Committee Chairman, Jerry Buttimer TD said:
“Our current practice of using the opt-in system, or expressed consent, is used by only a small minority of countries in the EU. Countries that have changed to opt-out systems have seen significant increases in their rates of organ donation. Over a three year period after making the change to opt-out systems, Belgium saw its rate of organ donation increase by 100%, while over the same period, Singapore saw an increase of a massive 700%.
“The Joint Committee is strongly of the view that any transition to a soft opt-out system must be supported by increased investment in essential infrastructure, transplant surgeons and trained support staff. Each kidney transplant has the potential to save €680,000 over a 15 year period. A short term investment in our organ donation infrastructure has the potential to deliver real long term savings for our health system, not to mention the long term benefits to the lives of organ recipients. It is vital that in such a new system, the family of the next of kin would always be consulted as this will ensure that the principle that donation is a gift is maintained.”
The report also welcomed the current public consultation on the proposals to change how Ireland operates its systems of organ donation.
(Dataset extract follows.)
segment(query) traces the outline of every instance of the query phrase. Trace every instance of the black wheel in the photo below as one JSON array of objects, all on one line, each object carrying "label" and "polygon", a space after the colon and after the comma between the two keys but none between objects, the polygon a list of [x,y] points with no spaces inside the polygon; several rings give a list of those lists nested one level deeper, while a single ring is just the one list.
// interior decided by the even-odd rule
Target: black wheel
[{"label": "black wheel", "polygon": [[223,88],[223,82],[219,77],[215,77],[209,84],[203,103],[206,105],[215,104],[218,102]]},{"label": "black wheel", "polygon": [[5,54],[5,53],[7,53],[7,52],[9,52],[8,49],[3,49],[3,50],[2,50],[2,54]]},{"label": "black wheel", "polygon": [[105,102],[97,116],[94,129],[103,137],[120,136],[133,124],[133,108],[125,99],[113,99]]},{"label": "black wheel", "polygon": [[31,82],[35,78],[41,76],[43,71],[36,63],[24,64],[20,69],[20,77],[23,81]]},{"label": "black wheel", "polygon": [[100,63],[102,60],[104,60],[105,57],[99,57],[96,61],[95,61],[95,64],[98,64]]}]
Among the report’s other findings are:
- Any transition to a new soft opt-out system should also be accompanied by a significant public awareness campaign prior to such changes taking effect.
- The Joint Committee recommends that any transition to a soft opt-out system will only apply to organs available for donation to other patients and not to reproductive organs, or other organs and tissues for research purposes.
- All persons over 16 years and with legally recognised mental capacity should have the ability to dissent from “presumed consent”. For children under 16 years of age and those lacking the legal capacity to consent, the next of kin should retain full control over consent, and the opt-in requirement should remain in these cases.
- The Joint Committee recommends the establishment of a National Register on Withholding Consent to Organ Donation. This should be automatically accessible to organ procurement services and managed by the health departments.